Zusammenfassung
Key points
- Post-war pension systems in the Eurozone were developed on the basis of two distinct logics: contributions and defined benefits. Today, all systems have become hybrid.
- Faced with the demographic challenge, all Eurozone countries have undertaken various reforms of their pension system.
- Northern countries are now doing better on financial sustainability than southern European countries because of reforms.
- In all countries, a core reform has effectively raised the retirement age or increased the contribution period. The sustainability of these systems remains to be monitored over the next 20 years.
- Tightening budget constraints in countries with high debt levels and ageing populations are exacerbating the need for savers to build supplementary and funded pension plans.
What are the major historical pensions systems? What remains of them today?

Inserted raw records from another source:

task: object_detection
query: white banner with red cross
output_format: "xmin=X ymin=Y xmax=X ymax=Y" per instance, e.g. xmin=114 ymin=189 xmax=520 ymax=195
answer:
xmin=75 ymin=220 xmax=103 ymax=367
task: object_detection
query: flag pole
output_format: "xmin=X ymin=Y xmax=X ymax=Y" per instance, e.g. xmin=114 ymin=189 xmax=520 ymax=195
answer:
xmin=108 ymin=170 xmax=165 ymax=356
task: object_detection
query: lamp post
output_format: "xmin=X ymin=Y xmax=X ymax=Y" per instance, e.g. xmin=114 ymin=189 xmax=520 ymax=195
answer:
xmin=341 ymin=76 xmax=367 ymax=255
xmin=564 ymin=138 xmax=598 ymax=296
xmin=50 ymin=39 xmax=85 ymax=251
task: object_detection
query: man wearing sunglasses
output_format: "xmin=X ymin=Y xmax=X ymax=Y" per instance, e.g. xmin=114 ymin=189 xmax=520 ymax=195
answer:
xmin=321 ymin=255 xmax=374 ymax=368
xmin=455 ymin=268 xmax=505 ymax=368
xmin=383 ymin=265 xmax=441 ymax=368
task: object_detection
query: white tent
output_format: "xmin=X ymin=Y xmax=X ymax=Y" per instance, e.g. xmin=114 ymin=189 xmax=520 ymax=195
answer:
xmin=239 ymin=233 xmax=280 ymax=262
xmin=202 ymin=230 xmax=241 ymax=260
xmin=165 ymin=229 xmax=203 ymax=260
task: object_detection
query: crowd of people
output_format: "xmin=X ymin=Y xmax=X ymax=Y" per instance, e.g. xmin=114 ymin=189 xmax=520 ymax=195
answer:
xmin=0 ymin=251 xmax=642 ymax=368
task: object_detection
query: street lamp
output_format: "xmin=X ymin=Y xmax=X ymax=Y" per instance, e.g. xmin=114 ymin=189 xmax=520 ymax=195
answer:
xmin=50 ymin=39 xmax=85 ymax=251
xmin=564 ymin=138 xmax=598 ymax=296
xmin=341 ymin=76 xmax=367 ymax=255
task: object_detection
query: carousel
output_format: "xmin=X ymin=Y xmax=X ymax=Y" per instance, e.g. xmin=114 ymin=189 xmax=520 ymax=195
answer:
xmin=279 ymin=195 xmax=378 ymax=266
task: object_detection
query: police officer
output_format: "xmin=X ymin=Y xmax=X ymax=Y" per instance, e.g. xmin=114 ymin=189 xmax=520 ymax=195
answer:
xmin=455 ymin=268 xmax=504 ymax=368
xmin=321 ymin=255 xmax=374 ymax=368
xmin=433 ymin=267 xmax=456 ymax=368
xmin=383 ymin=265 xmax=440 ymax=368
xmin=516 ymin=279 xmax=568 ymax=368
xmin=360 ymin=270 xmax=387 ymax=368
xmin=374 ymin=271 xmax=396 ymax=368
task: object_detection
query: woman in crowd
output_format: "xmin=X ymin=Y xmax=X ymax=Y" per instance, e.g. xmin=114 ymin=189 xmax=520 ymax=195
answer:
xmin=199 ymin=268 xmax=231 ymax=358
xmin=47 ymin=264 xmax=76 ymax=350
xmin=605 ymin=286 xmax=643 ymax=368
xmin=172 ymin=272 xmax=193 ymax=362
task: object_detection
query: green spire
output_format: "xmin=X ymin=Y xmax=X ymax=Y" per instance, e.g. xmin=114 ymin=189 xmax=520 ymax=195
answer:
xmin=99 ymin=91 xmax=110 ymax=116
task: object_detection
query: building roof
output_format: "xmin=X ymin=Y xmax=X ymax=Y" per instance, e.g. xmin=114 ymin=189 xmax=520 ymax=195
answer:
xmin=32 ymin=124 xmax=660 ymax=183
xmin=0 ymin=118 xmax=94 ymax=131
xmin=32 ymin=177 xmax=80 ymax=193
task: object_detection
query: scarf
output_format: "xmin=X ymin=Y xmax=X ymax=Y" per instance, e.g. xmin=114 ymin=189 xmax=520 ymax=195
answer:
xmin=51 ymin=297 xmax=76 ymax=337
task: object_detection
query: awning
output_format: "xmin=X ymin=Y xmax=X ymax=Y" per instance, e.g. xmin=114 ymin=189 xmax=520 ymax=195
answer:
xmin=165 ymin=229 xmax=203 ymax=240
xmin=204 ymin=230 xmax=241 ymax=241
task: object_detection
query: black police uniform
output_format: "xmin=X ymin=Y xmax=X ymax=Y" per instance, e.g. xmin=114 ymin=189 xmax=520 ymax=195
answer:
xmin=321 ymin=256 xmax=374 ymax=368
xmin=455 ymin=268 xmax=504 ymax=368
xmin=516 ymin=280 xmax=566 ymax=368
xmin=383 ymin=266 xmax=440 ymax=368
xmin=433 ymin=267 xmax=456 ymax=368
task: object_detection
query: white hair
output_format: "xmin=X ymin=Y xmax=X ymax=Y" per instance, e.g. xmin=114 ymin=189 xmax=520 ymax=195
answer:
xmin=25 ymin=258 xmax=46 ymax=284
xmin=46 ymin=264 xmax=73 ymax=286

Historically, there are two types of pension systems in Europe that emerged after World War II: the 'Bismarckian' system and the 'Beveridgean' system. The former, that originated in Germany is based on defined contributions: each worker receives a pension based on their contributions to the system during their working period. This system is generally managed by social partners. The latter was developed in England based on a redistributive principle: universal coverage funded by taxes and organised by the state – broadly called the defined benefit system.
What reforms have been undertaken?
Since the 1980s, the pension systems in these countries have been facing the demographic challenge of an increasing proportion of elderly people in the population relative to the number of working individuals capable of financing pensions. This trend is linked to declining birth rates combined with rising life expectancy.
Pensions: a significant proportion of public spending
Pensions account for a significant proportion of public spending, but this varies greatly from country to country. In France, the financing of pensions represents a significant proportion of the State budget.
What is the sustainability of these pension systems?
European economies have long been faced with the question of whether their unfunded/underfunded public pension systems are sustainable. The pay as you go system is based on intergenerational solidarity, and therefore assumes that a sufficient number of workers contribute (with real wages rising in line with their productivity gains). A fall in the working population or in real wages will affect the equilibrium of pay-as-you-go systems. And this problem is all the more important given that pensions represent a significant proportion of the economy (% of GDP), and that the level of debt is high.